I cittadini svizzeri si sono recati oggi alle urne per esprimersi su tre iniziative popolari.
La prima riguarda la questione della dissimulazione del volto che ha animato da diversi anni i dibattiti politici. Un’iniziativa presentata dal Comitato di Egerkingen, dal quale l’omonimo Comune vicino a Olten ha preso le distanze temendo per la sua reputazione internazionale, per vietare il mascheramento del volto in tutti i luoghi pubblici ad accezione dei luoghi di culto.
Anche se in Svizzera sembra un fenomeno marginale e il Consiglio federale ha respinto questa iniziativa, la popolazione è profondamente divisa sulla questione perché l’immagine di una donna con il velo integrale viene associata ad una Svizzera “islamizzata”. Al momento il risultato è ancora incerto, ma si presuppone una quota del 51% a favore del Sì.
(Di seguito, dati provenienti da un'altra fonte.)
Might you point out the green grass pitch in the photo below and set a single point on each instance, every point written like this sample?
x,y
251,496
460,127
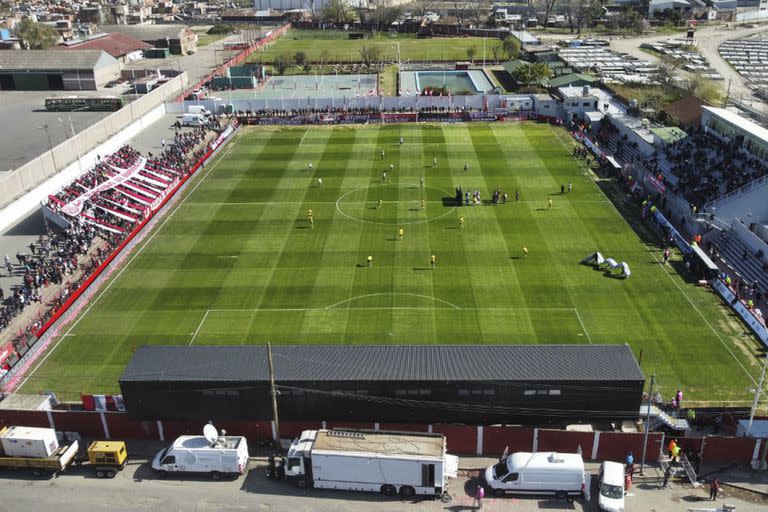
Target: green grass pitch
x,y
237,262
340,48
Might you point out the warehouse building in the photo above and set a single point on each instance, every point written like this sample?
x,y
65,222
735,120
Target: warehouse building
x,y
473,384
179,39
45,70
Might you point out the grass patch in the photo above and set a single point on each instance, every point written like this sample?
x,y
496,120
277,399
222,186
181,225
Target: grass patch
x,y
341,49
238,263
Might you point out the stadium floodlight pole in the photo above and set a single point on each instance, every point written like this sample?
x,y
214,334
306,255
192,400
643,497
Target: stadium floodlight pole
x,y
50,147
647,423
758,392
273,391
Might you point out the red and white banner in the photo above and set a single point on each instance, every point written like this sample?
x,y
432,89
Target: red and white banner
x,y
75,207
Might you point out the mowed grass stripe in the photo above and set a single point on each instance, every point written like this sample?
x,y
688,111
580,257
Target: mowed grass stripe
x,y
235,255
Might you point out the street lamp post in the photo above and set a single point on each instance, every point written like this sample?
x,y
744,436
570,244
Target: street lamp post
x,y
50,147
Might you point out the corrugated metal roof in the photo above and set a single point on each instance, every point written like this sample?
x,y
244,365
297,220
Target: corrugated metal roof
x,y
385,362
117,45
49,60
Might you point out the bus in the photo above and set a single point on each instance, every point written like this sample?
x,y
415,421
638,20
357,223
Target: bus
x,y
70,103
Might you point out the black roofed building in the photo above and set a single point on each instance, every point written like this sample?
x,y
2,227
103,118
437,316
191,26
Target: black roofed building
x,y
41,70
476,384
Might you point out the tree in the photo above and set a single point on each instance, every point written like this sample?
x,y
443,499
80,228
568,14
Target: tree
x,y
370,55
511,47
471,52
323,60
37,36
337,11
548,6
281,63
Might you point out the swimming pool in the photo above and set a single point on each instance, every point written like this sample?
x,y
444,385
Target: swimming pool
x,y
472,81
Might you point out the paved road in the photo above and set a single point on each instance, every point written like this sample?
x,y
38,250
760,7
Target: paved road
x,y
709,39
138,489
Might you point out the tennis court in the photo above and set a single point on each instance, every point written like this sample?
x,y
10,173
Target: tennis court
x,y
311,86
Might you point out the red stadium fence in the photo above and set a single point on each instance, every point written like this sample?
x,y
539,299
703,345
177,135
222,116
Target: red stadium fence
x,y
490,441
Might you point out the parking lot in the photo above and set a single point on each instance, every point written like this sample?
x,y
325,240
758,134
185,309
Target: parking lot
x,y
137,488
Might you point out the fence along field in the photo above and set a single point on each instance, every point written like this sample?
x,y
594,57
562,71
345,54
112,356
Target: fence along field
x,y
238,262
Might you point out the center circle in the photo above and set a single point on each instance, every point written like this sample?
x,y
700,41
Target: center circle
x,y
400,204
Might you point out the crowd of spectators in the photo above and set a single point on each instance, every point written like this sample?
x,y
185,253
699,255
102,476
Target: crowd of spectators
x,y
707,168
56,259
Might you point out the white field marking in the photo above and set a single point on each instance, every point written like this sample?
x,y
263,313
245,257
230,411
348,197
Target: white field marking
x,y
124,266
199,326
583,328
345,301
701,315
342,212
278,203
301,142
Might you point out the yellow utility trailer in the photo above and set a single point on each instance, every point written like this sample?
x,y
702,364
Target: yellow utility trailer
x,y
107,457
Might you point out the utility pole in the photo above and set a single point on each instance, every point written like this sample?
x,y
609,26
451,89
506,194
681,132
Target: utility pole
x,y
647,423
273,391
758,392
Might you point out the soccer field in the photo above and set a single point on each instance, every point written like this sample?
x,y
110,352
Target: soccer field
x,y
237,261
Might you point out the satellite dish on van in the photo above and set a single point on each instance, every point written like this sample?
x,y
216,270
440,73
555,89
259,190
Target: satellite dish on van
x,y
209,431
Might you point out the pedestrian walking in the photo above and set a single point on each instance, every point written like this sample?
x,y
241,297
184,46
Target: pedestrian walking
x,y
479,495
714,488
667,474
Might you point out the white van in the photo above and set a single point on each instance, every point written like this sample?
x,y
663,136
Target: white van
x,y
216,455
561,474
193,120
611,478
198,109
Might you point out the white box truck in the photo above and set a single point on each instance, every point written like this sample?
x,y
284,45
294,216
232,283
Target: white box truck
x,y
29,442
217,455
561,474
35,448
376,461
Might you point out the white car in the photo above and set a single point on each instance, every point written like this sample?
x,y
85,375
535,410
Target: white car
x,y
611,479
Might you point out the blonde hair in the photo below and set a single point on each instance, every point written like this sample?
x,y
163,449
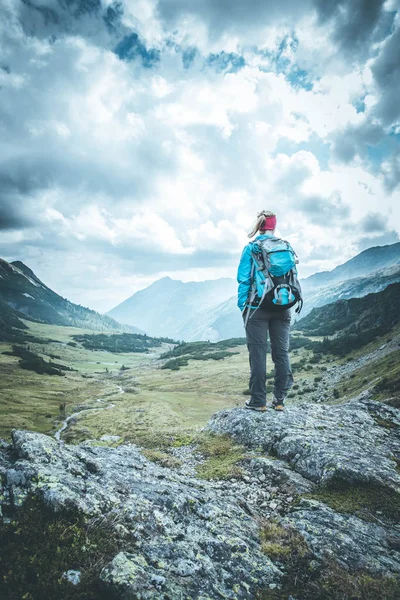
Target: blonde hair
x,y
260,221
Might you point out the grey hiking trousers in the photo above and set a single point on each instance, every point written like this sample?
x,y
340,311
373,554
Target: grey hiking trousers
x,y
277,325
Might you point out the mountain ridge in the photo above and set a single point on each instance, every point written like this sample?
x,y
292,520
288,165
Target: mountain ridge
x,y
28,297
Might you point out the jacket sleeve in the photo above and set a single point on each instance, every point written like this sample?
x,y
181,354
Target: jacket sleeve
x,y
244,277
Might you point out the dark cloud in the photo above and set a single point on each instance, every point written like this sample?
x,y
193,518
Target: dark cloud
x,y
16,211
131,47
52,18
386,71
355,23
373,222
Sì per l’accordo di libero scambio con l’Indonesia è il risultato dalle prime stime, anche se il margine di approvazione è ridotto grazie alla forte opposizione. L’iniziativa si basa sul recente accordo che è stato negoziato con il quarto paese più popoloso al mondo con i suoi 271 milioni di abitanti per facilitare gli scambi e le relazioni economiche garantendo prosperità per la Svizzera.
Contro il decreto federale del 2019, che agevola gli scambi con l’Indonesia, si è scagliato il comitato referendario accusando la prevista riduzione dei dazi doganali sull’olio di palma. I controlli inefficaci sulla produzione indonesiana ritenuta “inaffidabile”, porteranno ad avere sul mercato svizzero un prodotto a basso costo pericoloso e contrario alle colture dell’olio di colza, di girasole e del burro.
La popolazione svizzera non vuole invece l’identità elettronica. Dopo lo spoglio del 95% delle schede l’iniziativa verrebbe bocciata al 65%. Visto l’aumento degli acquisti online, il Consiglio federale ha emesso una legge federale nel 2019 con la quale regolamentare i servizi di identificazione elettronica delle persone che intendono utilizzare Internet in modo da essere certi dell’identità del proprio interlocutore. La contestazione è nata per il fatto che la realizzazione tecnica del sistema di identificazione viene gestito da parte di terzi e non dallo Stato come invece avviene per le carte d’identità e i passaporti, i quali in futuro saranno creati digitalmente.